A hundred yards separated them from the derelict round towered church. An equally neglected and overgrown churchyard surrounded the medieval monument. Names and dates of forgotten generations were no longer decipherable on its few remaining headstones, which leaned at obscure and precarious angles. The lack of any pathway made progress through the long grass and tangled gorse slow and difficult. Absorbed as they were in high-stepping the tangled undergrowth, Mel and Silas almost collided with Clive’s back when he stopped abruptly before the fragmented remains of the perimeter stone wall of the churchyard. The eerie ‘churring’ of nightjars, hunting for moths low over the heather had become silent.
“Get down,” he breathed, and threw himself prone beside a small section of knee-high stones. Without hesitation the others followed suit. Voices. The lights of two torches emerged round the end of the church and scanned the churchyard in erratic sweeps as the men explored the shadows and fissures likely to hide their absconders. Barely daring to breathe, the three lay flattened beneath the broken wall. Oblivious now to the cold and wet clothing, they strained to listen for approaching footsteps, fearing the sudden glare of a torch beam exposing their fragile shield. They had almost stumbled straight into the clutches of their captors.
Minutes passed. Mel, unable to contain her curiosity, tentatively raised her head. Slowly she peered above the wall, prepared to recoil in an instant. A tall athletic figure was following the outer walls of the church, examining each of the buttresses of the flint church. His companion, a thick-set figure whom she suspected was Hood, remained by the far corner of the rectangular nave, waving his torch randomly into the darkness, but its beam fell far short of the escapees.

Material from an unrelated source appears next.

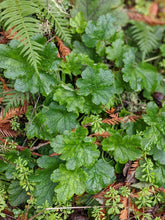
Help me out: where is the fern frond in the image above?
[2,90,29,117]
[0,0,42,72]
[35,0,71,44]
[130,22,158,60]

“Come on, they didn’t come this way. They’ll have made for the road across the fields. Let’s get back,” Hood called impatiently to the younger man. “If they’re not inside the church, they’re hardly likely to be out here,” he rationalised.
“Alright.”
There was something in the way the second man had answered that alarmed Mel. He had only said the one word, but inexplicably she felt uneasy. In the darkness, it was not possible to get a good look at him and she did not wish to expose their whereabouts by risking being caught in the flashlight of their torches, but there was definitely something familiar about him. It sounded very much like the German accent of Kurt. But surely he is dead!